Film Review: 'Force Majeure' Coolly Metafizzical...

Image result for force majeure movieSwedish movies are known for their brooding interiors, but brooding exteriors? Now there's fresh food for thought, a thought experiment, that is, which probably best describes this little peach of a movie from Swedish director Ruben Ostlund. The premise is simple enough: a 'controlled avalanche' in the French Alps goes a little bit out of control, giving tourists dining on the view and crepes a good scare, and their split-second reactions a good lesson in metaphysics. Spoiler alert: get your popcorn before the movie starts, because the climax comes within the first ten minutes. Everything else is denouement. Alternative title suggestion: 'Premature Extrapolation'....

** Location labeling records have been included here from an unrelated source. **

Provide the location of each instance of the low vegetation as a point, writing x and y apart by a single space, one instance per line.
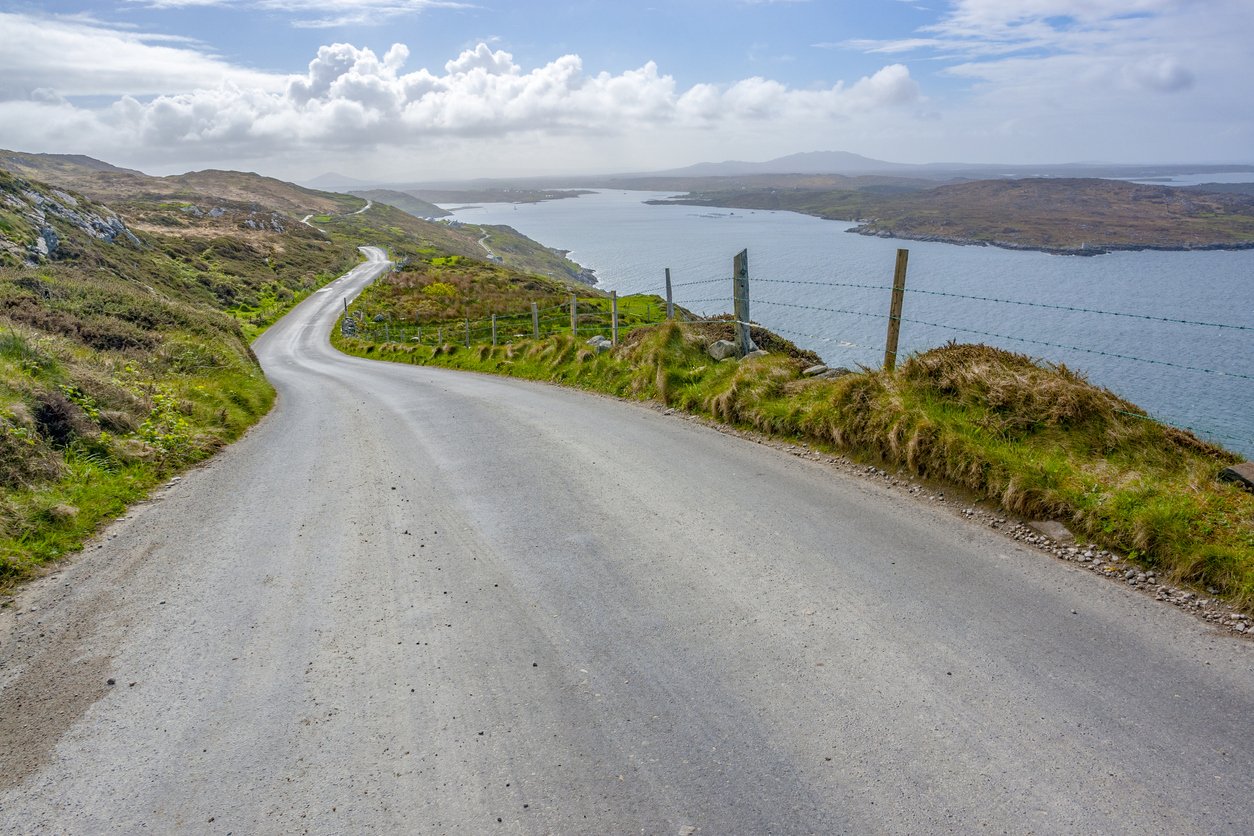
105 389
1036 440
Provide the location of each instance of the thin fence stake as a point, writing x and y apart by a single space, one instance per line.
670 301
740 293
894 312
613 317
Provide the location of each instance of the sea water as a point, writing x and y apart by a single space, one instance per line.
827 290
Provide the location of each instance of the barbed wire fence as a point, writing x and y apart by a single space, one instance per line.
699 301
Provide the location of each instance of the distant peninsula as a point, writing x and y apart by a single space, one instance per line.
1066 216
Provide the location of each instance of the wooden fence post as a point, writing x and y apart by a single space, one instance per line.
670 301
894 311
613 317
740 295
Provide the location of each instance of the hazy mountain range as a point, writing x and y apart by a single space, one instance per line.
827 162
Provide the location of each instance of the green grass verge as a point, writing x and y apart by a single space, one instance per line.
1037 440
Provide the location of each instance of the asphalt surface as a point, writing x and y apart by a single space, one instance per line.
424 602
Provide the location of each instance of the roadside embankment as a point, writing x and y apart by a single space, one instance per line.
1035 440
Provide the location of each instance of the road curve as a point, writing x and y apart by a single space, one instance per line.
418 600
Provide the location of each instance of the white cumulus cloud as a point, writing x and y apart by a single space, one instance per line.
351 99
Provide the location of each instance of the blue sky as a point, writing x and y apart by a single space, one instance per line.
462 88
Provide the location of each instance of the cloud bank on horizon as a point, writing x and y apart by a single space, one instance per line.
981 80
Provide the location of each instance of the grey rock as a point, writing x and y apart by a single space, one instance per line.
1242 474
1055 530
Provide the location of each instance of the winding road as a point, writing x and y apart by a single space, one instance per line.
415 600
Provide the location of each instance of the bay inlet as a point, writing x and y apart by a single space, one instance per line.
1169 331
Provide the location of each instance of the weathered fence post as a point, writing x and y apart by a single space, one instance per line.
894 312
613 317
670 301
740 296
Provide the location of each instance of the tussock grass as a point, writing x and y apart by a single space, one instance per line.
107 386
1038 440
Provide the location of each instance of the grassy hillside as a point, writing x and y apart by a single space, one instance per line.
1036 440
107 386
124 326
124 346
403 201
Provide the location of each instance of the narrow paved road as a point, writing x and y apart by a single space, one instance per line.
423 602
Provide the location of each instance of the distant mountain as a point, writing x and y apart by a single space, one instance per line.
816 162
336 182
403 201
844 163
115 186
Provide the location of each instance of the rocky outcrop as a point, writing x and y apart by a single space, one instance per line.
50 217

The French title (better than the Swedish title 'Turist' BTW), translates most obviously to 'Major Force', but that sounds like a Charles Bronson movie, so 'Act of God' is probably the better rendition, referring as it does to the clause in most contracts that allows a way out for everyone, much harm but no foul; i.e. 'sh*t happens', responsibility must be shared, if the concept even applies. And that's the plot: when the 'little avalanche' comes, people revert to basic instincts for survival, if only for a minute. The wife and mother immediately protects her kids. The husband and father pulls a George Costanza and makes for the exit, reappearing only long after the fog of disaster has cleared. Food for thought? You bet...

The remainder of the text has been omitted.